When I was 14, I found an old, dusty, leather-bound copy of Pride and Prejudice on my parents’ bookshelf. It had belonged to my father’s grandmother – my great-grandmother. I had wanted to read Pride and Prejudice for a while – I’d already read Jane Eyre and Wuthering Heights and knew that Jane Austen should be next on my list.
This was 2004 – before the Keira Knightley version of the book that reinvigorated society’s obsession with all things Austen. I started to read the old, musty copy, turning every page with care. I was worried, though, afraid that I would damage this vintage copy, so I raided my junior high school library for a copy. The one I found was almost as old as my great-grandmothers…
“It is a truth universally acknowledged that a single man in possession of a good fortune must be in want of a wife.” (For the record, I did not look that up, I have it memorized.)
I devoured the book. It was the first book I ever “fangirled” over. I despised Caroline Bingley, liked then hated Wickham, hated then loved Mr Darcy. My Jane Austen obsession did not end there. Over the next two years, I read the other five of Jane Austen’s complete novels, and as of now, I’ve read all of them at least twice (I read Pride and Prejudice at least once a year).
I’ve been to England twice in my life – first on an AP Literature tour that took us to see Dickens’ London and Shakespeare’s Stratford as well as York, Oxford, and Bath. Jane Austen despised Bath, but she set two of her novels there, and there exists the Jane Austen Centre – a bookstore and museum dedicated to the authoress.
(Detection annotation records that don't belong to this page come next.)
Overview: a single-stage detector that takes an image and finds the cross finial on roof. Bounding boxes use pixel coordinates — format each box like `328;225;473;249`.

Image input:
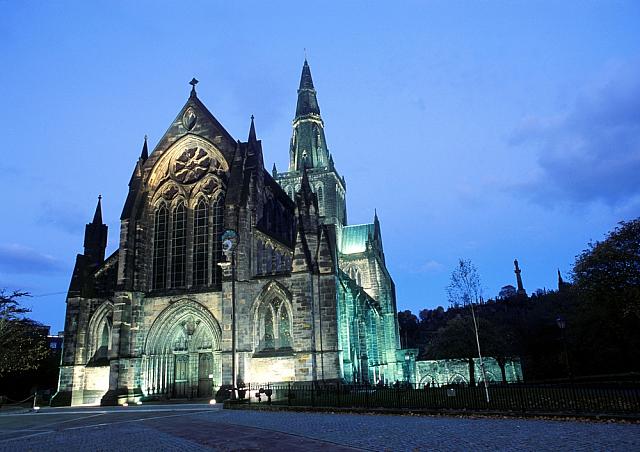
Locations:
189;77;198;96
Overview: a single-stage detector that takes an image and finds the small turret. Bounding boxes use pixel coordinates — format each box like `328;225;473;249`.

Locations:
513;259;527;296
140;135;149;163
247;115;258;143
84;196;108;265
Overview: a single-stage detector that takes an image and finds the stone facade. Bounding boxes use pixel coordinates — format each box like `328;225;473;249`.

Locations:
53;61;406;405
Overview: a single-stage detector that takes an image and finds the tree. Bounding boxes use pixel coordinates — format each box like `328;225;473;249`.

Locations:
447;259;489;402
0;290;49;378
566;218;640;373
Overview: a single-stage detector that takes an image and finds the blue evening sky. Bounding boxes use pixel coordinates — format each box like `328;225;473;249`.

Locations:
0;0;640;331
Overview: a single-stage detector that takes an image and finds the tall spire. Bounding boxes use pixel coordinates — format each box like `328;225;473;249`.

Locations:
289;58;329;171
189;77;199;97
248;115;258;143
91;195;102;224
140;135;149;162
296;59;320;119
513;259;527;295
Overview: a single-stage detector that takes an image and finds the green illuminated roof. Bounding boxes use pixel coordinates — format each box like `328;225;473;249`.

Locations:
340;223;375;254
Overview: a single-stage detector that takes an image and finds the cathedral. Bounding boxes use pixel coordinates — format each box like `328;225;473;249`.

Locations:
52;60;415;405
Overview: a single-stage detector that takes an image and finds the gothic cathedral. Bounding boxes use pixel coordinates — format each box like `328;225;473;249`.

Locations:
52;61;409;405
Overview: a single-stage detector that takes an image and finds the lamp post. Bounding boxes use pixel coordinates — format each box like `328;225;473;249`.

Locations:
556;316;573;382
221;229;238;400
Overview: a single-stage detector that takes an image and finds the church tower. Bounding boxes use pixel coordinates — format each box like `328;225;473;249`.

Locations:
273;59;347;226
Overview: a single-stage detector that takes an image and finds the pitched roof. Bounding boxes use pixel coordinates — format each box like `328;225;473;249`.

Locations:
340;223;375;254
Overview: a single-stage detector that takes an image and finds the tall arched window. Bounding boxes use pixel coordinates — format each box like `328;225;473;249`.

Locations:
347;266;362;286
316;184;324;215
264;245;273;274
256;297;292;352
258;303;275;350
171;202;187;287
193;199;209;286
278;303;291;349
256;240;264;275
211;195;224;287
153;204;168;289
93;321;111;361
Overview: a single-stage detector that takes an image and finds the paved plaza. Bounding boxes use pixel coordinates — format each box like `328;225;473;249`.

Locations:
0;404;640;452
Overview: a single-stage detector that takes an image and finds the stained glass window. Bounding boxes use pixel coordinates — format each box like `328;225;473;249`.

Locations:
153;205;167;289
171;203;187;287
193;199;209;286
212;195;224;287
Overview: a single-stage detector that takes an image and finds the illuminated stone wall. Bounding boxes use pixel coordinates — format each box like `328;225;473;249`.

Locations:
54;61;410;405
411;357;522;386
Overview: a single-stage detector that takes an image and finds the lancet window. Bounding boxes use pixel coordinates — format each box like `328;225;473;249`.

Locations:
171;202;187;287
212;195;224;287
151;195;224;290
193;199;209;286
316;184;324;215
256;298;292;352
153;204;168;289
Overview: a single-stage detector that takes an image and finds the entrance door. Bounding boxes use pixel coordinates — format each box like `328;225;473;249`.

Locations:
173;353;189;399
198;353;213;397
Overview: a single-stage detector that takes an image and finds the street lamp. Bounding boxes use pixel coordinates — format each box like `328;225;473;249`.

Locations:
221;229;238;400
556;315;573;382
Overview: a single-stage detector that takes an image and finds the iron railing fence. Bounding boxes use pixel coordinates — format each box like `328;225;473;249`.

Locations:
239;382;640;415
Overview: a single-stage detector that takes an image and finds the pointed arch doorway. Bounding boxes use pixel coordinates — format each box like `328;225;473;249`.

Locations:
143;300;222;399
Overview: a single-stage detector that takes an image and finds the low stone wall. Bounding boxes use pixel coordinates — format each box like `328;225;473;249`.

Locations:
412;357;522;386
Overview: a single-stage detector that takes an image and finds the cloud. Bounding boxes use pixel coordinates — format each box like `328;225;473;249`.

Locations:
36;201;85;235
414;259;444;273
510;62;640;207
0;244;65;274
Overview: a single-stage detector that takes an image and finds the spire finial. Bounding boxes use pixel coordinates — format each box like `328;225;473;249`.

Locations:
249;115;257;142
140;134;149;161
189;77;198;96
92;195;102;224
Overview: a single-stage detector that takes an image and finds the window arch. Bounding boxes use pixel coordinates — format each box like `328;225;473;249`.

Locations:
193;198;209;286
347;265;362;286
256;240;264;275
211;194;224;287
316;184;324;215
265;245;273;274
153;204;168;289
87;302;113;366
171;202;187;287
278;302;291;349
255;297;293;352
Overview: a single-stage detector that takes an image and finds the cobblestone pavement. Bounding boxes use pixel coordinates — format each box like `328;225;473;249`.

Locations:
0;405;640;452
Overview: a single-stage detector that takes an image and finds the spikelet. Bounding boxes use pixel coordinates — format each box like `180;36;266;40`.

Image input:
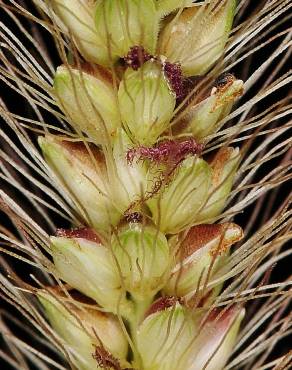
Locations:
0;0;291;370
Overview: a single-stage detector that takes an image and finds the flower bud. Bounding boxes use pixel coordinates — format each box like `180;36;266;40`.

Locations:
137;297;198;370
50;0;108;65
39;135;121;233
164;223;243;297
184;75;243;139
95;0;160;64
137;297;244;370
38;291;128;370
51;233;130;312
118;61;176;145
54;65;120;143
147;157;211;234
112;222;170;299
196;147;240;223
159;0;236;76
185;307;245;370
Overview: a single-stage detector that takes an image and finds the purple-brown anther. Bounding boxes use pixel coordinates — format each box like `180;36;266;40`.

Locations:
214;72;235;90
163;62;185;99
145;296;180;317
124;45;153;71
126;138;204;165
92;347;122;370
56;227;101;244
125;212;143;223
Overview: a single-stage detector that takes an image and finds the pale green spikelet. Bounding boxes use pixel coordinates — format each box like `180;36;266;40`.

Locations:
0;0;291;370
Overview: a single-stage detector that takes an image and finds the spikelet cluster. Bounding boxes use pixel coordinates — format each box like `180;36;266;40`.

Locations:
1;0;290;370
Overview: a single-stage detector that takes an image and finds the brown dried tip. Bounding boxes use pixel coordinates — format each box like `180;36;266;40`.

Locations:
145;296;180;317
56;227;101;244
92;347;122;370
214;72;235;90
124;45;154;71
163;62;185;99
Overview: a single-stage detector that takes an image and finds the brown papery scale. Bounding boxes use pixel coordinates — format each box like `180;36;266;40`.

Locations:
126;138;204;165
92;347;122;370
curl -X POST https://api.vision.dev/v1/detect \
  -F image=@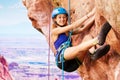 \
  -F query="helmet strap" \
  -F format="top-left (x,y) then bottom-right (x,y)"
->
top-left (54, 21), bottom-right (66, 27)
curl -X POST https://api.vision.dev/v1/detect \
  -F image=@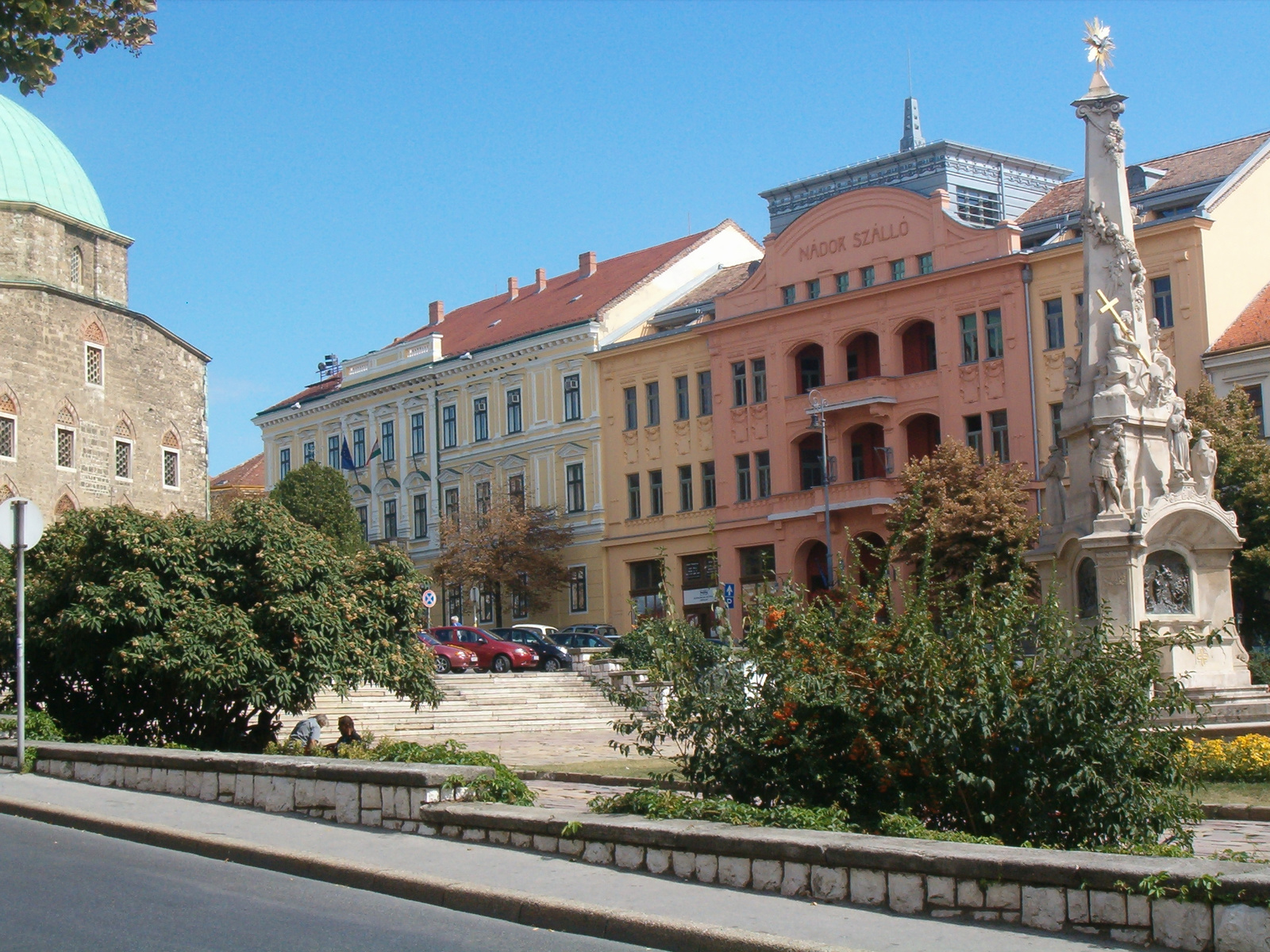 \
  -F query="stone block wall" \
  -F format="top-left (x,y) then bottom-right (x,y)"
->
top-left (421, 804), bottom-right (1270, 952)
top-left (0, 741), bottom-right (493, 833)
I almost didn’t get to see Jane Austen’s house in Bath. We were on a tour of the city, on our way to the Royal Crescent, and as if as an afterthought, the little old woman giving the tour called back to us, “Oh! And that little blue door back behind us. That is where Jane Austen lived when she was in Bath!” Needless to say, I was not pleased to be denied a proper photo of the place…
When I went back to England for my semester abroad, I managed to visit Winchester – the final resting place of my heroine. I took the train and went alone, taking the time to pause everything and devote one day to seeing a place I had needed to visit for ages. After gathering my nerve, I paid the entry fee to get in to Winchester Cathedral, where I immediately found Jane Austen’s grave. I stood there for a few minutes, taking in the feeling. I took photos of the markers, and placed my hand on her grave, almost praying to her, willing her to hear my thanks.
Then, I took a bus to Alton and walked from there to Chawton Cottage, where Jane lived in the last years of her life. I saw her writing desk, and the bedroom that she and her sister Cassandra shared.
I had made the entire journey by myself, and most of the time, was silent in thought. There were daffodils in Jane’s window – my favorite flower.
Almost every book I’ve read has influenced me in some way. From Harry Potter, to the Princess Diaries, to The Fault in Our Stars, to Catcher in the Rye. But I can think of no author whose work continues to inspire me to this day.
Jane Austen’s heroines have character. They aren’t spineless women who don’t know who they are. They are strong, intelligent, sometimes foolish, sometimes wise, sometimes proud or spiteful. But her characters make difficult choices. They choose to marry for love instead of money. They make decisions based on their heart. They make mistakes, but they learn from them. In everything they do, they are true to themselves.